The City of Brass
2017 • 533 pages

Ratings240

Average rating4.1

15

Kingdom of Brass is a book I've heard only good things about this year and I've really enjoyed books based in the more Arabian style settings since I was young. There is something really exotic and magical about the Egyptian feel and desert sands that make you feel you are truly escaping to a mystical land and City of Brass brings all of these elements together to give us a book filled with magic, folk tales, tribal histories and politics.

It took me ages to read City of Brass but this was absolutely not a reflection on the book, I had to put it down for a while in order to read some short loan new release books that had arrived at my local library but even taking a few weeks break I was still able to pick right back up about 30% of the way through and immerse myself back in the beautiful writing of S. A. Chakraborty because the story is utterly engaging and full of so many different threads.

Starting out in Cairo we follow Nahri, a thief and con artist who is trying to survive on her wits and a gift of healing. Unintentionally she summons a Djinn called Dara who arrives to save her from the magical Ifrit who magically appear and try to kill her. Before she knows it she is off on a flying carpet with the strangely attractive and mysterious Dara who tells her to escape the Ifrit she must go with him He tells her she is part of the Daeva tribe known as the Nahid tribe who used to rule over the Daeva people in the city of Daevebad, her people are now extinct having been hunted to extinction by the current ruling family and that he plans to take her there so she can give hope to her people and hopefully lay claim to her home.

Running alongside Nahri's story we have that of Prince Alizyad, the second son of the current King of Daevabad. He is struggling with the inequalities he sees around him and how the pureblooded Daeva people treat those of mixed blood, known as the Shafit. The Shafit are treated as second class citizens and have children stolen from the or women sold into prostitution. He is determined to try and help change things in his homeland but to do so he must go against the laws of his father and betray his family.

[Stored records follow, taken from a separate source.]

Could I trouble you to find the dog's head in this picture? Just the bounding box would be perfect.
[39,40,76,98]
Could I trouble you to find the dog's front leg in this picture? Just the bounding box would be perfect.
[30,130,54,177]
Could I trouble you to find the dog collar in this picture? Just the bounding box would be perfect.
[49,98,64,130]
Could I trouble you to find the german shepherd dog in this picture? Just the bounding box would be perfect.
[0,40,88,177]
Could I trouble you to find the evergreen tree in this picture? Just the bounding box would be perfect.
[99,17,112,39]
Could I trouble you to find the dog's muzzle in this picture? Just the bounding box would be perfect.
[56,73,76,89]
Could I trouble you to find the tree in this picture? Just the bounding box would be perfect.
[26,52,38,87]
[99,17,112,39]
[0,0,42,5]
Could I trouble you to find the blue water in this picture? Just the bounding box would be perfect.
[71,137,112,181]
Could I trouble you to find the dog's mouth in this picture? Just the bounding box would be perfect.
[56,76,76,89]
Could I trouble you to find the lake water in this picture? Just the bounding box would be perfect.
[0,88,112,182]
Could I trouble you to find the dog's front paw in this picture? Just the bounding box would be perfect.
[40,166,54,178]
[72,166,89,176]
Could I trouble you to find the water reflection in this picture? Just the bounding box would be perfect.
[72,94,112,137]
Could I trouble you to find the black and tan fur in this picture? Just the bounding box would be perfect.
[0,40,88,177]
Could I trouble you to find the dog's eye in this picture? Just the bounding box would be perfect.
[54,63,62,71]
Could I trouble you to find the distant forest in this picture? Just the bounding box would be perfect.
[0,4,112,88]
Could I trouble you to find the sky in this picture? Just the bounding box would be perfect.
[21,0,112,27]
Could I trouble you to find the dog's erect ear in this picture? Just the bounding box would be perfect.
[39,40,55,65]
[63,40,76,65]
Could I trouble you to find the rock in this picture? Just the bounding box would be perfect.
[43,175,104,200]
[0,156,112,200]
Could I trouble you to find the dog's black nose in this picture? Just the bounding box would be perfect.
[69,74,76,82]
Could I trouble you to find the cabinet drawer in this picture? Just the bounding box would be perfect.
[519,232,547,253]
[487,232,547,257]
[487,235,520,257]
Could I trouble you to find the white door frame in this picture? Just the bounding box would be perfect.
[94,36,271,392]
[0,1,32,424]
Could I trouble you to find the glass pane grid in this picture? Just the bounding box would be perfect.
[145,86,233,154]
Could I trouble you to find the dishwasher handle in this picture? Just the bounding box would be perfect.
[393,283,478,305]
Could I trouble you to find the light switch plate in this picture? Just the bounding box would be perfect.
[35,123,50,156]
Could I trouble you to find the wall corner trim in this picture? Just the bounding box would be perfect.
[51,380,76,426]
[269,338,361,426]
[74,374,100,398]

This story is one rich with political intrigue. There are lots of times when we are treated to information about the origins of our current political state in Daevabad, the wars that were fought that brought an end to the rule of the Nahid family and how the Shafit people have come to exist and how our current King has begun with good intentions to help them but now is reneging on those promises. I found this made it a really immersive book, I loved building this exotic and complex world in my mind and liked having the detail about how we got to where we are. It built slowly and even at the end of City of Brass there are still unanswered questions about aspects of the past we know we need to uncover that this gives us a real hunger for book 2, Kingdom of Copper which is due for release in 2019. I did get a little confused at points with Daeva v's Djinn and some of the different tribal alliances but I'd keep reading a little more and most times things would iron themselves out.

This was also a book where we have wonderful alliances forming and reforming throughout. We begin with Nahri's blossoming friendship with Dara and then as the book progresses we watch as she meets Prince Ali and gets to spend time with him and learn more about Daevebad and his family, despite knowing that his family overthrew her own Nahid tribe years before. There is lots going on and we have a really good triangle between these 3 and I loved both Dara and Ali and couldn't decide which one I wanted to cheer for as both gave a different perspective to the world in which Nahri finds herself and with this book you are never quite sure of the evil lurking from the past which is greater.

An amazing ending with this book, there's so much for us to explore when we get Kingdom of Copper next year. We get a cliffhanger ending with real mystery as to who a particular character might be and whether Nahri might actually be the last surviving member of her family. I am really excited to get the second installment in this series.

Absolutely deserving of a 5 out of 5 stars from me and definitely a contender for one of my best books of 2018.